Valentine’s Day is celebrated in the US this month, and while it’s always an opportunity to celebrate love and the relationships we have with our significant others and be reminded of how blessed we are to have them in our lives, it’s also an opportunity for us to step aside from any issues we’ve got in our relationship and remember the best memories and reasons why we’re with that person, why we’ve given them such a place of prominence in our life.
Every relationship has problems, complications, disagreements and differences, even the best and healthiest relationships aren’t all hearts and flowers, but you should have more good days than bad days. You should look forward to and enjoy seeing your partner at the end and/or beginning of a day. You should want to spend time with them and share with them about what’s going on in your day, your life and the world that we share. You should want them to participate in your life and want them to support you. And the opposite is also true: they should want to spend time with you. They should look forward to sharing with you what’s going on in their life when you’re not together.
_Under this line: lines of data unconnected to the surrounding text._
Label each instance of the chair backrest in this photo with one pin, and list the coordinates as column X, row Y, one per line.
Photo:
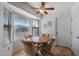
column 51, row 42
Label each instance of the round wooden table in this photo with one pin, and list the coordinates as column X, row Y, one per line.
column 36, row 43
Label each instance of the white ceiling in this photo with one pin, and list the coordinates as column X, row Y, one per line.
column 60, row 7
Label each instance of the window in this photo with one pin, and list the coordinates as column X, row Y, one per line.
column 21, row 27
column 6, row 27
column 35, row 27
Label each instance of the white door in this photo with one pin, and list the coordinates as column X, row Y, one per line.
column 63, row 31
column 75, row 34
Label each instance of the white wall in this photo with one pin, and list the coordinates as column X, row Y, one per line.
column 75, row 28
column 63, row 25
column 3, row 50
column 63, row 30
column 48, row 29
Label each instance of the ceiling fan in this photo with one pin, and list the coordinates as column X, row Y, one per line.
column 43, row 9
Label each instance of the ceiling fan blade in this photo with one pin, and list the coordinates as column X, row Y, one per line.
column 42, row 4
column 45, row 12
column 35, row 8
column 38, row 12
column 49, row 8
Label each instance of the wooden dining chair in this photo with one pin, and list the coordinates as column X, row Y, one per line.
column 46, row 48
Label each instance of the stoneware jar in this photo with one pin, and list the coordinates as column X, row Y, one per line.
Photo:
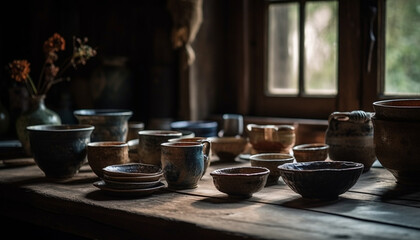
column 350, row 137
column 183, row 163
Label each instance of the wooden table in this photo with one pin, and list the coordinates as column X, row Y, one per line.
column 375, row 208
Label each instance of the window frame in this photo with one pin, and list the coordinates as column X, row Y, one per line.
column 357, row 87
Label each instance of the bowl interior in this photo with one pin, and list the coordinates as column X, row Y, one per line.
column 321, row 166
column 311, row 147
column 102, row 112
column 240, row 171
column 132, row 169
column 60, row 128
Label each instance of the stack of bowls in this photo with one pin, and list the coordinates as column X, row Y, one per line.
column 131, row 179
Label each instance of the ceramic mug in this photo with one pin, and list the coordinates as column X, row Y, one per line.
column 106, row 153
column 196, row 140
column 148, row 149
column 183, row 163
column 233, row 125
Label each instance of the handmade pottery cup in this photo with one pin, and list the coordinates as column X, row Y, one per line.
column 103, row 154
column 149, row 147
column 196, row 140
column 110, row 124
column 233, row 125
column 183, row 163
column 59, row 150
column 133, row 130
column 271, row 138
column 350, row 137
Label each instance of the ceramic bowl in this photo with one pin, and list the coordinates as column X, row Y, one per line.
column 110, row 124
column 321, row 179
column 149, row 146
column 271, row 138
column 397, row 149
column 132, row 170
column 200, row 128
column 228, row 148
column 59, row 150
column 195, row 139
column 271, row 161
column 398, row 109
column 240, row 181
column 103, row 154
column 310, row 152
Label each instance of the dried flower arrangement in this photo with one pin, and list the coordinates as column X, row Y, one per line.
column 50, row 73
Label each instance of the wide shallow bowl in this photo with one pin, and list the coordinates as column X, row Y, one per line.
column 110, row 124
column 398, row 109
column 132, row 170
column 240, row 181
column 228, row 148
column 310, row 152
column 103, row 154
column 397, row 147
column 59, row 150
column 200, row 128
column 321, row 179
column 271, row 161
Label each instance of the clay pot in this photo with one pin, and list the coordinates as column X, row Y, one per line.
column 350, row 137
column 396, row 139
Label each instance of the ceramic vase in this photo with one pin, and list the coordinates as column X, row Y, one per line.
column 37, row 114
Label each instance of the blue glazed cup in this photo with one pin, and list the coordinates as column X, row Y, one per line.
column 110, row 124
column 183, row 163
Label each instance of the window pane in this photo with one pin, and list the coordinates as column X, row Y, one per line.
column 321, row 28
column 283, row 48
column 402, row 53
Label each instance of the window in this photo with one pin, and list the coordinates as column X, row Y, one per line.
column 316, row 57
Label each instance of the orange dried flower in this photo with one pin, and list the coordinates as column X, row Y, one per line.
column 54, row 44
column 19, row 70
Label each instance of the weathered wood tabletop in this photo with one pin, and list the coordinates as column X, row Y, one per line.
column 375, row 208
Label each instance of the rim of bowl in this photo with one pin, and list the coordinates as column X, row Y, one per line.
column 103, row 112
column 181, row 144
column 60, row 128
column 115, row 144
column 353, row 166
column 398, row 103
column 256, row 157
column 311, row 147
column 227, row 139
column 221, row 172
column 159, row 133
column 193, row 124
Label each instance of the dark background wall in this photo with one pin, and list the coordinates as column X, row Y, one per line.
column 139, row 31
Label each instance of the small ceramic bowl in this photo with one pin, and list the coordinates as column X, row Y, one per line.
column 310, row 152
column 59, row 150
column 228, row 148
column 321, row 179
column 103, row 154
column 240, row 181
column 132, row 170
column 271, row 161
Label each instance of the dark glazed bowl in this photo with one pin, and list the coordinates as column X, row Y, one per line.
column 110, row 124
column 271, row 161
column 59, row 150
column 321, row 179
column 200, row 128
column 240, row 181
column 398, row 109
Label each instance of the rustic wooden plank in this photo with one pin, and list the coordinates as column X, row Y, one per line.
column 275, row 212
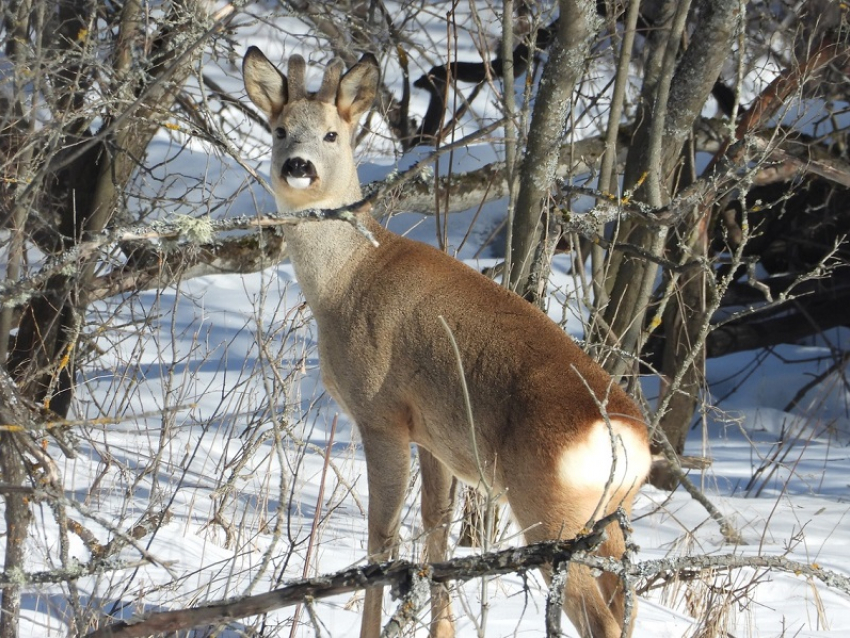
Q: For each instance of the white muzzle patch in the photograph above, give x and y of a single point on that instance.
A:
(299, 183)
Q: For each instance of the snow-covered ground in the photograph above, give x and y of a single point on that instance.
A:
(221, 423)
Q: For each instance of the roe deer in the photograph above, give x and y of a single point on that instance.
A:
(541, 438)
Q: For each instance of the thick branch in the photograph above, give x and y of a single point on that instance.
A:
(397, 574)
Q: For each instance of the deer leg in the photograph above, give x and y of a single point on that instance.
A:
(388, 471)
(438, 490)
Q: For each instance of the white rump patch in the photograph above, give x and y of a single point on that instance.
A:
(299, 182)
(589, 463)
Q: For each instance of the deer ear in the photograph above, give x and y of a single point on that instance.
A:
(358, 88)
(266, 85)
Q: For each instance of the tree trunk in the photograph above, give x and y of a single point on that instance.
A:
(568, 56)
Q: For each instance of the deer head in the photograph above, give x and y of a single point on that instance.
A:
(312, 160)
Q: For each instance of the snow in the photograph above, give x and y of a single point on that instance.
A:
(221, 420)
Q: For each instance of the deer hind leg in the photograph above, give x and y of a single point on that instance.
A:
(561, 512)
(438, 490)
(611, 585)
(388, 471)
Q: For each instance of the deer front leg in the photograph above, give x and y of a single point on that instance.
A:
(438, 491)
(388, 471)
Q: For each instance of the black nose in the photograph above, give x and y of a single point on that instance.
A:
(298, 167)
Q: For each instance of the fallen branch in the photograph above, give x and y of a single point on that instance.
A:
(402, 576)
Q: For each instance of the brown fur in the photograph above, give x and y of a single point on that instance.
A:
(387, 360)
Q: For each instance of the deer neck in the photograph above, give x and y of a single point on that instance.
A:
(325, 255)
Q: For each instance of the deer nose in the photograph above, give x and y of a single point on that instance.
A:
(298, 167)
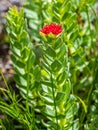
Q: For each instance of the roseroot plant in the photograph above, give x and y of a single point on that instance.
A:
(55, 76)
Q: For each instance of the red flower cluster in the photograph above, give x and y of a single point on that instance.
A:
(52, 28)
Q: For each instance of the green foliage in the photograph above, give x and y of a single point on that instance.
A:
(56, 75)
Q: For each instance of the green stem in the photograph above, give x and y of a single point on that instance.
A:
(53, 93)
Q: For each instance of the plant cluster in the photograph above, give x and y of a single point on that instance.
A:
(55, 59)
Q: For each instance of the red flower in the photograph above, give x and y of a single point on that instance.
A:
(52, 28)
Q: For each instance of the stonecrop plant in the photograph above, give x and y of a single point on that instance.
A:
(55, 60)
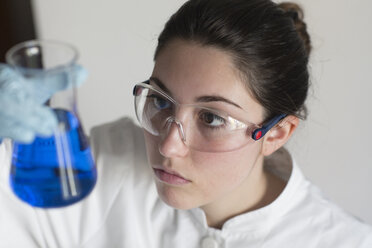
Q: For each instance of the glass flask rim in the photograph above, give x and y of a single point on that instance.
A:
(31, 43)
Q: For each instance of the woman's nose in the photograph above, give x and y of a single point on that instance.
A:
(172, 143)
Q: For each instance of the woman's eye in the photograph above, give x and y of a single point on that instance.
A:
(161, 103)
(211, 119)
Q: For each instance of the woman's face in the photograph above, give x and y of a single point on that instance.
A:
(188, 71)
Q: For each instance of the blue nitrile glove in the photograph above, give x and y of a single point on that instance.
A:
(22, 113)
They should want to participate in the things going on in your life and want you to support them.
You’ve probably heard the old saying that advises you to not go to bed angry, and to that suggestion I’d add that you should work hard to have at least one good moment every day with your partner, whether it’s a text, bed/couch snuggle time, walk with the dog, doing the dishes together or surprising the other with a treat that says ‘I’m thinking about you’ because this too helps to keep you moving away from being constantly immersed in the issues and doesn’t let you forget that there’s good in your relationship.
So if you’ve been in a low point with your relationship lately, maybe this is the best time for Valentine’s Day to come around, because it will actively remind you to take a break from the bad and focus on the good. Sometimes the best thing you can do for your relationship is to call a break or time out or breather or ceasefire, a time for you both to stop talking about the issue (or issues), deal with the other important things in your life and relationship and come back to the discussion/issue when you’re calmer and have had time to think through things. Have you called for a time out like this in your relationships? If so, what was your experience with it?